Rose thought about it. “Five months ago. Less than half a year, in my time.”

“Who told you?” The woman who’d come through the rocks asked her.

“One of the other prisoners of the Tecran, the people who stole your ship. This prisoner was kept in the same place as your stolen ship—a warehouse on a moon. When they were rescued by the people I travel with, that is when the truth about what the Tecran had done came out. That is why we traveled here. To make contact with you and tell you what happened.”

There was more conversation, from which the man who slapped her was completely excluded.

The woman seemed to want to leave, urgently, or at least return to the ship, presumably to pass the information along.

She seemed to be telling the two who’d been waiting for them what to do, then turned and began climbing the ladder back into the ship.
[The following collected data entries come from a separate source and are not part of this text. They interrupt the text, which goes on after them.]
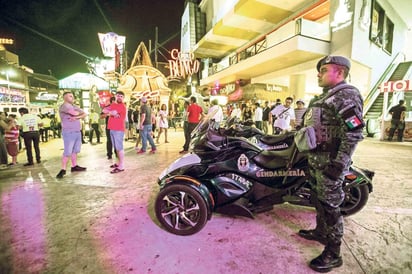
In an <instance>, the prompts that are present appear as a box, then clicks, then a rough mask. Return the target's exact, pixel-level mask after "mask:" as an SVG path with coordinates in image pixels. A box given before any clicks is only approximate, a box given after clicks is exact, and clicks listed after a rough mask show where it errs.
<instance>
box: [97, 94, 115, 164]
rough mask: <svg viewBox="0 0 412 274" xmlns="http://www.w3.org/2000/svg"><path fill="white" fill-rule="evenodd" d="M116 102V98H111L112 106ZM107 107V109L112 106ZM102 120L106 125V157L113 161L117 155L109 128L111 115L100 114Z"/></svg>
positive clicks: (104, 113) (109, 129)
mask: <svg viewBox="0 0 412 274" xmlns="http://www.w3.org/2000/svg"><path fill="white" fill-rule="evenodd" d="M115 100H116V98H114V97H110V104H112V103H113V102H114V101H115ZM110 104H109V105H107V106H105V107H108V106H110ZM100 118H102V119H104V123H105V133H106V155H107V159H108V160H111V159H112V158H113V153H115V152H114V151H113V144H112V139H111V138H110V129H109V127H108V126H107V124H108V122H109V114H108V113H104V112H103V111H102V112H101V113H100Z"/></svg>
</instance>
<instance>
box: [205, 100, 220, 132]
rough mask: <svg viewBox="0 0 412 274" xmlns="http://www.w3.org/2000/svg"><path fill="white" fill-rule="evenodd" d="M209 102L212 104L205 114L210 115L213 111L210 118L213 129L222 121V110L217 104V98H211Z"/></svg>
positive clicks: (217, 101) (218, 125)
mask: <svg viewBox="0 0 412 274" xmlns="http://www.w3.org/2000/svg"><path fill="white" fill-rule="evenodd" d="M211 103H212V106H211V107H210V108H209V110H208V112H207V114H208V115H212V113H214V114H213V117H212V118H211V120H212V122H213V127H214V128H215V129H219V127H220V123H221V122H222V121H223V110H222V107H221V106H219V101H218V100H217V99H213V100H212V102H211Z"/></svg>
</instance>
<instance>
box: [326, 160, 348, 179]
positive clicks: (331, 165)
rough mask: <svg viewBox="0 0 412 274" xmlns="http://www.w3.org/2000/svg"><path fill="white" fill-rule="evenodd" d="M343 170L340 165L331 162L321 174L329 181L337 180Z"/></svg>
mask: <svg viewBox="0 0 412 274" xmlns="http://www.w3.org/2000/svg"><path fill="white" fill-rule="evenodd" d="M343 168H344V167H343V165H342V164H340V163H336V162H332V163H330V164H329V165H327V166H326V167H325V169H324V170H323V174H324V175H325V176H327V177H328V178H329V179H331V180H337V179H339V177H340V176H341V175H342V172H343Z"/></svg>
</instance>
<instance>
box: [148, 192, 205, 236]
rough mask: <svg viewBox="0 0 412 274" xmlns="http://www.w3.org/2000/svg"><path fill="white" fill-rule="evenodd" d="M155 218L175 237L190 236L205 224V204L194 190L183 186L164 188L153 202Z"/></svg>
mask: <svg viewBox="0 0 412 274" xmlns="http://www.w3.org/2000/svg"><path fill="white" fill-rule="evenodd" d="M155 212H156V217H157V219H158V220H159V222H160V223H161V224H162V226H163V227H164V228H165V229H166V230H167V231H168V232H170V233H173V234H176V235H182V236H187V235H192V234H195V233H197V232H199V231H200V230H201V229H202V228H203V227H204V226H205V224H206V223H207V218H208V211H207V204H206V201H205V200H204V198H203V197H202V195H201V194H200V193H199V192H198V191H197V190H195V189H194V188H192V187H190V186H187V185H184V184H174V185H170V186H167V187H165V188H164V189H162V190H161V191H160V192H159V194H158V195H157V198H156V201H155Z"/></svg>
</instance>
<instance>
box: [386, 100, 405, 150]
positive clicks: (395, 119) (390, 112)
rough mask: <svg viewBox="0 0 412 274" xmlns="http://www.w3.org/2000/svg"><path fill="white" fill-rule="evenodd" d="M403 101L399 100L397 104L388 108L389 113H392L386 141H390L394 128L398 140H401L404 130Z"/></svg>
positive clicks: (402, 139) (404, 101) (398, 141)
mask: <svg viewBox="0 0 412 274" xmlns="http://www.w3.org/2000/svg"><path fill="white" fill-rule="evenodd" d="M404 104H405V101H404V100H399V104H397V105H396V106H393V107H391V108H390V110H389V114H390V115H392V118H391V128H390V130H389V137H388V141H392V139H393V135H394V134H395V130H398V136H397V137H398V138H397V140H398V142H402V141H403V132H404V131H405V116H406V115H405V114H406V107H405V106H404Z"/></svg>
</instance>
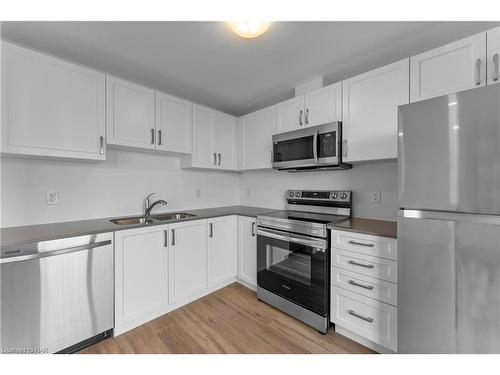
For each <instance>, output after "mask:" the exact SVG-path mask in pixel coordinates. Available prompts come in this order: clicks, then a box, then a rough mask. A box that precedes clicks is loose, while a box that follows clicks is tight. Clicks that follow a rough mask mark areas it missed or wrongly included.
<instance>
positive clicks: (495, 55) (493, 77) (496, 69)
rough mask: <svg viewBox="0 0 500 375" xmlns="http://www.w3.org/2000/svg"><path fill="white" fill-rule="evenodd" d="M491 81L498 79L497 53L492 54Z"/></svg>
mask: <svg viewBox="0 0 500 375" xmlns="http://www.w3.org/2000/svg"><path fill="white" fill-rule="evenodd" d="M493 66H494V67H493V81H494V82H496V81H498V53H495V54H494V55H493Z"/></svg>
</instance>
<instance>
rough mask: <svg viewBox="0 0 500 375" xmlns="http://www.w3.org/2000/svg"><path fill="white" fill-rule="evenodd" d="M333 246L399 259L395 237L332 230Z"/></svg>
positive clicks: (391, 258) (337, 248) (361, 253)
mask: <svg viewBox="0 0 500 375" xmlns="http://www.w3.org/2000/svg"><path fill="white" fill-rule="evenodd" d="M331 237H332V247H335V248H337V249H342V250H348V251H355V252H356V253H360V254H365V255H370V256H375V257H381V258H386V259H392V260H397V259H398V253H397V240H396V239H395V238H387V237H378V236H371V235H368V234H361V233H353V232H344V231H339V230H332V236H331Z"/></svg>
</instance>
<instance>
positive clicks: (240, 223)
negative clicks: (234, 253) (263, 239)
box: [238, 216, 257, 288]
mask: <svg viewBox="0 0 500 375" xmlns="http://www.w3.org/2000/svg"><path fill="white" fill-rule="evenodd" d="M238 278H239V279H240V280H242V281H243V282H245V283H246V284H248V285H249V286H251V287H253V288H256V287H257V223H256V219H255V218H253V217H246V216H239V217H238Z"/></svg>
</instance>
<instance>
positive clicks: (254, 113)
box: [239, 105, 276, 170]
mask: <svg viewBox="0 0 500 375" xmlns="http://www.w3.org/2000/svg"><path fill="white" fill-rule="evenodd" d="M239 126H240V150H241V154H240V169H246V170H248V169H264V168H271V167H272V164H271V152H272V136H273V134H274V133H275V129H276V106H275V105H274V106H271V107H267V108H264V109H261V110H259V111H257V112H253V113H250V114H248V115H245V116H243V117H240V120H239Z"/></svg>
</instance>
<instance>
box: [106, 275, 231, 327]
mask: <svg viewBox="0 0 500 375" xmlns="http://www.w3.org/2000/svg"><path fill="white" fill-rule="evenodd" d="M235 282H239V279H238V278H237V277H232V278H231V279H228V280H225V281H222V282H220V283H217V284H215V285H212V286H211V287H209V288H207V289H204V290H203V291H201V292H199V293H196V294H194V295H192V296H190V297H189V298H186V299H183V300H182V301H178V302H176V303H174V304H172V305H168V306H164V307H162V308H160V309H158V310H155V311H153V312H151V313H149V314H146V315H143V316H141V317H140V318H137V319H134V320H132V321H129V322H127V323H124V324H121V325H119V326H116V327H115V329H114V337H116V336H119V335H121V334H122V333H125V332H127V331H130V330H131V329H134V328H136V327H138V326H140V325H142V324H145V323H147V322H150V321H151V320H153V319H156V318H159V317H160V316H162V315H165V314H167V313H169V312H170V311H174V310H176V309H178V308H179V307H182V306H184V305H187V304H188V303H191V302H193V301H196V300H197V299H199V298H201V297H204V296H206V295H208V294H210V293H213V292H215V291H217V290H219V289H222V288H224V287H226V286H228V285H230V284H232V283H235Z"/></svg>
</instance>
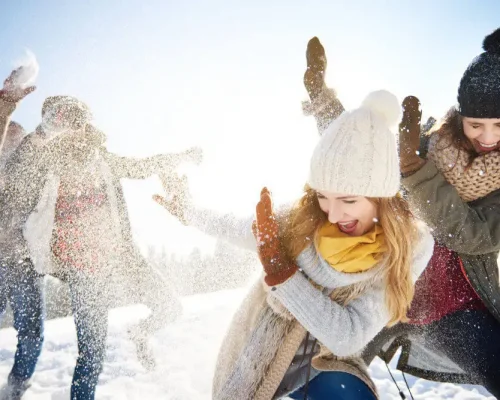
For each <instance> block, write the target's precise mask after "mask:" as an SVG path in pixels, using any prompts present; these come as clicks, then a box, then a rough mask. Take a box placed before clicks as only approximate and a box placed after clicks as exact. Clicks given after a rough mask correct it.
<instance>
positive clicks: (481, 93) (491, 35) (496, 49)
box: [458, 28, 500, 118]
mask: <svg viewBox="0 0 500 400" xmlns="http://www.w3.org/2000/svg"><path fill="white" fill-rule="evenodd" d="M483 49H484V51H485V52H484V53H482V54H480V55H479V56H477V57H476V58H475V59H474V60H473V61H472V63H470V65H469V66H468V67H467V70H466V71H465V73H464V75H463V77H462V80H461V81H460V86H459V88H458V104H459V107H460V108H459V111H460V114H461V115H462V116H464V117H472V118H500V28H499V29H497V30H496V31H495V32H493V33H491V34H490V35H488V36H486V38H485V39H484V41H483Z"/></svg>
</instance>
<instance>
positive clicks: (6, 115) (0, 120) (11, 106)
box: [0, 99, 16, 151]
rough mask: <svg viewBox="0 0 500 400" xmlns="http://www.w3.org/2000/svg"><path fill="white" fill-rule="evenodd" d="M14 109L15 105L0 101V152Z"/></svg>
mask: <svg viewBox="0 0 500 400" xmlns="http://www.w3.org/2000/svg"><path fill="white" fill-rule="evenodd" d="M15 109H16V103H11V102H8V101H5V100H1V99H0V151H1V150H2V147H3V142H4V141H5V136H6V135H7V129H8V128H9V123H10V117H11V115H12V113H13V112H14V110H15Z"/></svg>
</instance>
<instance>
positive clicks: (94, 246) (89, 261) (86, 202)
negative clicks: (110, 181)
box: [52, 182, 107, 271]
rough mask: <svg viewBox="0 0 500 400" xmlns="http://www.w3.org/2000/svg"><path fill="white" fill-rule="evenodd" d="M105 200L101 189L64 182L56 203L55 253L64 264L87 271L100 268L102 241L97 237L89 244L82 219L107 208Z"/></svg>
mask: <svg viewBox="0 0 500 400" xmlns="http://www.w3.org/2000/svg"><path fill="white" fill-rule="evenodd" d="M106 200H107V196H106V192H105V189H104V187H102V186H101V187H95V186H93V185H81V186H80V185H75V184H72V183H70V182H61V184H60V185H59V190H58V194H57V201H56V213H55V232H54V235H53V243H52V251H53V253H54V255H55V256H56V257H57V258H58V260H59V261H60V262H61V263H62V264H64V265H67V266H70V267H73V268H76V269H80V270H81V269H84V270H87V271H94V270H95V268H96V266H98V265H99V257H100V252H99V251H98V250H97V249H99V241H100V240H101V238H100V237H98V236H95V237H94V238H93V240H91V241H90V243H89V240H88V236H89V235H85V232H84V229H85V225H83V224H82V218H85V217H84V215H85V214H87V213H92V212H93V211H95V210H96V209H97V208H100V207H102V206H104V204H105V202H106ZM84 236H85V239H86V240H85V241H83V239H84ZM93 245H94V246H93Z"/></svg>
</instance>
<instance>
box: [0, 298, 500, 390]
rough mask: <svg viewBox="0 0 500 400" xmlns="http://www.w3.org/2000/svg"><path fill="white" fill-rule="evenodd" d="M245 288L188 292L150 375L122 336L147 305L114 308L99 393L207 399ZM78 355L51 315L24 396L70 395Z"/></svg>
mask: <svg viewBox="0 0 500 400" xmlns="http://www.w3.org/2000/svg"><path fill="white" fill-rule="evenodd" d="M244 293H245V291H244V289H236V290H227V291H220V292H215V293H210V294H203V295H195V296H189V297H185V298H184V299H183V305H184V313H183V316H182V317H181V318H180V320H178V321H177V322H176V323H175V324H173V325H171V326H170V327H168V328H166V329H164V330H163V331H161V332H159V333H158V334H157V335H156V336H155V338H154V342H153V345H154V350H155V353H156V357H157V364H158V366H157V370H156V371H155V372H152V373H147V372H146V371H145V370H144V369H143V368H142V367H141V365H140V364H139V363H138V361H137V359H136V356H135V349H134V346H133V345H132V343H131V342H130V341H129V340H128V339H127V337H126V327H127V326H129V325H131V324H133V323H135V322H137V321H139V320H140V319H141V318H144V317H145V316H146V315H147V313H148V310H147V309H146V308H145V307H142V306H130V307H124V308H119V309H115V310H113V311H111V314H110V330H109V339H108V353H107V359H106V364H105V367H104V372H103V373H102V375H101V380H100V384H99V386H98V391H97V399H99V400H109V399H123V400H135V399H138V400H150V399H151V400H152V399H154V400H163V399H165V400H167V399H168V400H173V399H178V400H185V399H196V400H198V399H210V393H211V390H210V388H211V378H212V375H213V368H214V364H215V359H216V355H217V352H218V349H219V345H220V342H221V340H222V337H223V335H224V332H225V329H226V327H227V325H228V324H229V321H230V319H231V315H232V314H233V312H234V310H235V308H236V307H237V306H238V304H239V302H240V301H241V299H242V297H243V295H244ZM15 342H16V339H15V332H14V330H13V329H3V330H0V343H1V349H0V385H1V384H2V383H3V381H4V380H5V378H6V376H7V374H8V372H9V370H10V367H11V364H12V360H13V356H14V348H15ZM75 358H76V339H75V329H74V325H73V320H72V319H71V318H62V319H57V320H52V321H48V322H47V325H46V341H45V345H44V348H43V352H42V355H41V358H40V362H39V364H38V367H37V370H36V372H35V375H34V378H33V385H32V387H31V389H30V390H29V391H28V393H27V394H26V396H25V399H26V400H42V399H43V400H45V399H52V400H67V399H69V387H70V382H71V376H72V372H73V367H74V364H75ZM392 369H393V372H394V368H392ZM370 371H371V374H372V377H373V378H374V380H375V382H376V384H377V386H378V388H379V390H380V393H381V397H382V399H394V400H397V399H400V397H399V394H398V392H397V390H396V387H395V385H394V383H393V382H392V380H391V379H390V376H389V374H388V373H387V369H386V367H385V365H384V364H383V363H382V362H381V361H380V360H378V359H377V360H376V361H375V362H374V363H373V364H372V366H371V367H370ZM394 374H395V377H396V379H397V381H398V384H399V385H400V387H402V388H403V387H404V382H403V379H402V376H401V374H400V373H399V372H397V371H395V372H394ZM409 383H410V386H411V387H412V393H413V396H414V398H415V399H460V400H473V399H493V397H492V396H490V395H489V394H488V393H487V392H486V391H485V390H484V389H483V388H480V387H476V386H467V387H466V386H459V385H452V384H437V383H432V382H427V381H424V380H421V379H413V378H412V377H409ZM408 398H409V396H408Z"/></svg>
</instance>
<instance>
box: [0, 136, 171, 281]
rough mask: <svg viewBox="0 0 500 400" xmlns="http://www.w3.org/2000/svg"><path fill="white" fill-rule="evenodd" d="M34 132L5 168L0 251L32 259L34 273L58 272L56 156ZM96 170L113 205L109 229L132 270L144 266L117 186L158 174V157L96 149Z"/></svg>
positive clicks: (123, 203) (111, 205) (25, 139)
mask: <svg viewBox="0 0 500 400" xmlns="http://www.w3.org/2000/svg"><path fill="white" fill-rule="evenodd" d="M45 144H46V143H45V142H44V141H43V139H42V138H41V137H40V135H39V134H38V133H36V132H34V133H31V134H29V135H28V136H27V137H26V138H25V139H24V140H23V142H22V143H21V145H20V146H19V147H18V149H17V150H16V151H15V152H14V154H13V155H12V157H11V158H10V159H9V161H8V162H7V164H6V182H5V190H4V191H3V192H2V193H1V194H0V216H1V219H0V224H1V228H2V229H1V231H0V246H1V247H0V250H1V251H2V252H3V253H4V254H9V255H10V256H12V257H19V258H24V257H32V258H33V260H34V264H35V267H36V269H37V271H39V272H41V273H53V272H57V271H55V269H54V265H53V263H52V254H51V239H52V232H53V229H54V219H55V205H56V200H57V193H58V188H59V183H60V174H61V173H64V169H63V170H61V171H59V172H58V168H57V161H58V160H57V155H56V156H54V153H53V150H51V149H50V146H46V145H45ZM96 152H97V155H98V157H97V160H96V162H97V163H98V169H99V171H100V175H101V177H102V180H104V181H105V183H106V194H107V198H108V200H109V202H110V205H111V212H110V213H109V216H108V218H109V219H108V221H107V222H108V223H109V225H110V226H112V227H113V228H112V229H113V230H114V231H115V232H116V241H117V243H118V245H119V246H121V248H122V250H123V254H124V256H126V257H132V259H128V261H129V263H130V264H137V263H138V264H142V263H144V262H145V261H144V260H143V259H142V257H141V256H140V252H139V251H138V250H137V249H136V248H135V245H134V243H133V240H132V234H131V228H130V222H129V218H128V212H127V208H126V202H125V198H124V195H123V189H122V186H121V183H120V179H121V178H131V179H145V178H147V177H149V176H151V175H152V174H154V173H155V172H156V171H157V170H158V166H159V165H160V164H159V160H158V158H157V157H161V156H157V157H150V158H146V159H141V160H138V159H132V158H126V157H120V156H117V155H114V154H112V153H110V152H108V151H107V150H106V149H105V148H104V147H102V146H98V147H96Z"/></svg>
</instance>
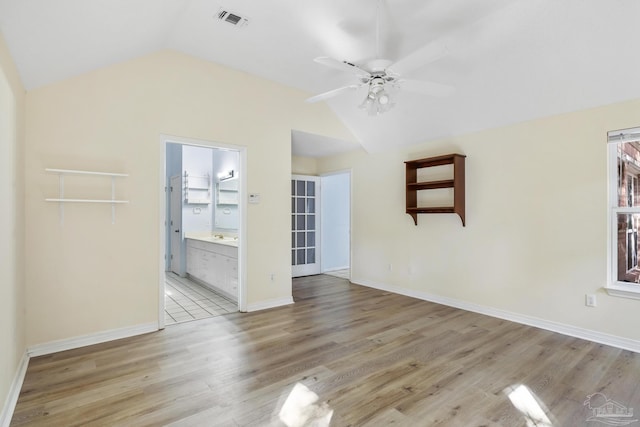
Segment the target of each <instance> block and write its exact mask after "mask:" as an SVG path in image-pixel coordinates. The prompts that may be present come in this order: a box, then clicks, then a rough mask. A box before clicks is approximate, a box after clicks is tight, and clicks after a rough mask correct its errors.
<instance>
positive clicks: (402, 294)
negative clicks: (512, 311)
mask: <svg viewBox="0 0 640 427" xmlns="http://www.w3.org/2000/svg"><path fill="white" fill-rule="evenodd" d="M351 282H352V283H355V284H357V285H362V286H367V287H369V288H375V289H380V290H382V291H387V292H393V293H395V294H400V295H406V296H408V297H413V298H417V299H421V300H424V301H430V302H435V303H437V304H442V305H447V306H449V307H455V308H459V309H461V310H466V311H472V312H474V313H480V314H485V315H487V316H492V317H497V318H499V319H504V320H509V321H512V322H516V323H521V324H523V325H528V326H534V327H536V328H540V329H546V330H548V331H552V332H557V333H559V334H563V335H568V336H571V337H575V338H581V339H584V340H588V341H593V342H597V343H600V344H605V345H610V346H612V347H616V348H621V349H623V350H630V351H634V352H636V353H640V341H637V340H632V339H629V338H624V337H619V336H616V335H610V334H605V333H602V332H597V331H592V330H590V329H584V328H580V327H577V326H572V325H567V324H564V323H559V322H553V321H550V320H545V319H540V318H538V317H533V316H527V315H525V314H519V313H514V312H511V311H506V310H500V309H497V308H494V307H488V306H484V305H480V304H474V303H470V302H467V301H461V300H457V299H454V298H448V297H443V296H440V295H434V294H429V293H427V292H421V291H414V290H410V289H405V288H400V287H397V286H392V285H387V284H384V283H376V282H372V281H369V280H362V279H354V278H351Z"/></svg>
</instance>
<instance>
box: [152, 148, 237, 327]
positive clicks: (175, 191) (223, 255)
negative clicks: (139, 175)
mask: <svg viewBox="0 0 640 427" xmlns="http://www.w3.org/2000/svg"><path fill="white" fill-rule="evenodd" d="M161 152H162V156H161V157H162V171H163V172H162V183H161V204H160V205H161V225H160V227H161V233H160V235H161V250H160V252H161V266H162V268H161V271H160V293H159V302H160V303H159V325H160V327H161V328H162V327H164V326H165V325H171V324H174V323H181V322H184V321H190V320H198V319H203V318H208V317H213V316H219V315H223V314H227V313H230V312H235V311H238V310H242V307H243V305H244V300H245V298H244V295H245V292H244V288H243V284H244V280H242V278H243V276H244V274H243V272H244V269H243V266H244V262H243V261H244V256H243V248H244V245H243V244H242V242H243V238H244V233H243V230H244V223H245V221H244V216H243V212H244V203H243V201H244V198H243V197H242V195H243V194H244V190H243V188H244V186H243V178H244V170H245V169H244V165H245V164H246V152H245V150H244V149H243V148H242V147H235V146H228V145H223V144H218V143H215V142H212V141H201V140H192V139H186V138H176V137H162V138H161Z"/></svg>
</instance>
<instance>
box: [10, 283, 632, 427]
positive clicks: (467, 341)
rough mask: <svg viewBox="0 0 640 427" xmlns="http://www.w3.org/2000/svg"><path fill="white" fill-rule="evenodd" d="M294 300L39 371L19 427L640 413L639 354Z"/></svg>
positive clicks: (411, 424) (185, 328) (30, 378)
mask: <svg viewBox="0 0 640 427" xmlns="http://www.w3.org/2000/svg"><path fill="white" fill-rule="evenodd" d="M294 298H295V300H296V304H294V305H291V306H287V307H283V308H278V309H272V310H266V311H262V312H255V313H249V314H242V313H232V314H229V315H226V316H221V317H215V318H212V319H205V320H199V321H194V322H188V323H183V324H178V325H174V326H171V327H170V328H167V329H165V330H164V331H160V332H157V333H152V334H147V335H143V336H139V337H134V338H128V339H124V340H119V341H115V342H110V343H106V344H100V345H95V346H91V347H85V348H81V349H77V350H70V351H66V352H61V353H57V354H52V355H47V356H41V357H37V358H33V359H31V361H30V364H29V368H28V371H27V375H26V378H25V382H24V386H23V389H22V393H21V394H20V398H19V401H18V404H17V407H16V410H15V413H14V418H13V421H12V424H11V425H12V426H22V425H37V426H40V425H42V426H94V425H95V426H118V425H122V426H158V425H173V426H284V425H287V424H285V423H284V422H282V421H281V420H280V417H279V414H280V413H281V409H282V408H283V407H284V408H285V409H287V410H288V409H290V408H292V407H295V405H294V404H293V400H292V399H291V398H289V395H290V394H291V393H292V390H295V392H294V393H298V392H300V390H303V391H304V389H303V388H302V387H301V386H300V385H298V386H296V384H301V385H303V386H305V387H306V389H308V391H307V392H303V393H302V394H297V396H298V397H299V398H301V399H299V400H298V402H299V403H300V402H303V403H304V401H306V403H307V404H308V406H307V409H310V408H311V409H314V410H315V411H310V410H309V411H307V412H303V415H302V418H301V419H302V420H304V414H307V415H309V420H308V421H307V423H298V424H294V423H292V422H291V421H288V422H289V424H288V425H289V426H292V425H299V426H302V425H308V426H310V425H314V426H316V427H320V426H323V425H326V423H325V424H322V423H321V422H320V421H318V420H317V419H315V421H313V422H315V423H316V424H312V421H310V420H314V418H313V417H312V416H311V415H313V414H316V415H317V416H318V417H321V416H325V415H327V416H328V415H332V418H331V424H330V425H331V426H385V425H399V426H412V427H415V426H465V427H467V426H509V427H511V426H526V425H529V426H550V425H553V426H562V427H564V426H584V425H590V426H598V425H604V424H600V423H598V422H597V420H596V421H587V420H588V419H589V417H592V416H593V415H594V409H593V408H594V407H595V406H597V405H599V404H601V403H602V402H603V401H606V399H609V400H611V401H615V402H617V403H618V404H619V405H620V406H623V407H629V408H636V411H637V410H638V409H640V388H639V385H640V355H639V354H636V353H633V352H629V351H623V350H619V349H616V348H612V347H607V346H604V345H600V344H595V343H592V342H588V341H583V340H580V339H575V338H571V337H566V336H563V335H559V334H555V333H552V332H547V331H544V330H540V329H536V328H532V327H527V326H522V325H518V324H515V323H511V322H508V321H503V320H499V319H495V318H491V317H487V316H482V315H479V314H474V313H469V312H465V311H462V310H457V309H453V308H449V307H445V306H441V305H437V304H432V303H429V302H424V301H420V300H416V299H412V298H408V297H405V296H400V295H394V294H390V293H387V292H382V291H378V290H373V289H369V288H365V287H360V286H356V285H351V284H349V283H348V281H346V280H344V279H340V278H335V277H330V276H326V275H321V276H312V277H306V278H301V279H295V280H294ZM310 392H313V393H315V394H316V395H317V396H318V400H317V401H315V402H314V401H313V399H312V397H313V395H310V394H309V393H310ZM596 392H600V393H602V395H596V396H592V397H591V400H590V402H587V403H590V404H591V405H592V406H591V408H590V407H589V406H588V405H587V406H585V405H584V403H585V401H586V400H587V399H588V396H590V395H592V394H593V393H596ZM602 396H604V397H602ZM603 399H605V400H603ZM516 406H518V407H520V408H521V410H519V409H517V408H516ZM526 408H528V409H526ZM330 411H333V412H332V413H331V412H330ZM298 412H300V411H298ZM523 412H525V413H526V412H528V413H530V414H534V415H531V416H530V417H529V419H527V416H526V415H525V414H524V413H523ZM295 413H296V411H295V410H292V411H289V412H287V414H288V416H289V417H291V416H292V414H295ZM535 414H542V415H535ZM531 418H534V420H532V419H531ZM535 418H537V419H535ZM637 418H640V417H638V416H636V417H634V418H632V419H637ZM285 420H290V418H286V417H285ZM633 425H634V424H632V426H633ZM638 425H640V421H638Z"/></svg>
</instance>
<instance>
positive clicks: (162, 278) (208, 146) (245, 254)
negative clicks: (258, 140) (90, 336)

She was almost at the top when the man who’d been standing by himself moved to the ladder, and began to climb. He didn’t look at Rose.

She looked at him, though, staring at him to make sure she would know him again.

He seemed to feel her eyes on him, because he turned to look back at her, then quickly faced forward again and hauled himself up to the top.

“Binnos lost a family member,” the woman who was standing beside her said, as if in explanation.

“I lost my whole world,” Rose said. “I was stolen away, and there is no way back for me. By the same group who took your people.”

There was silence at her words, and she didn’t look around to see how they had been taken. She stood, arms crossed, as the ship fired up and shot into the sky.

It’s just you and me, baby , she said as she smoothed her hands over her bump.

When she turned, both the man and woman she was left with were watching her strangely.

“Crythis says you are not very familiar with this language,” the man said.

She assumed the woman who’d just flown away was Crythis. “I am not.”

He indicated the direction they had come from with his hand. “We will have to be careful to not misunderstand each other.”

As she followed him, picking her way across the rocky ground, she wondered if that was a threat.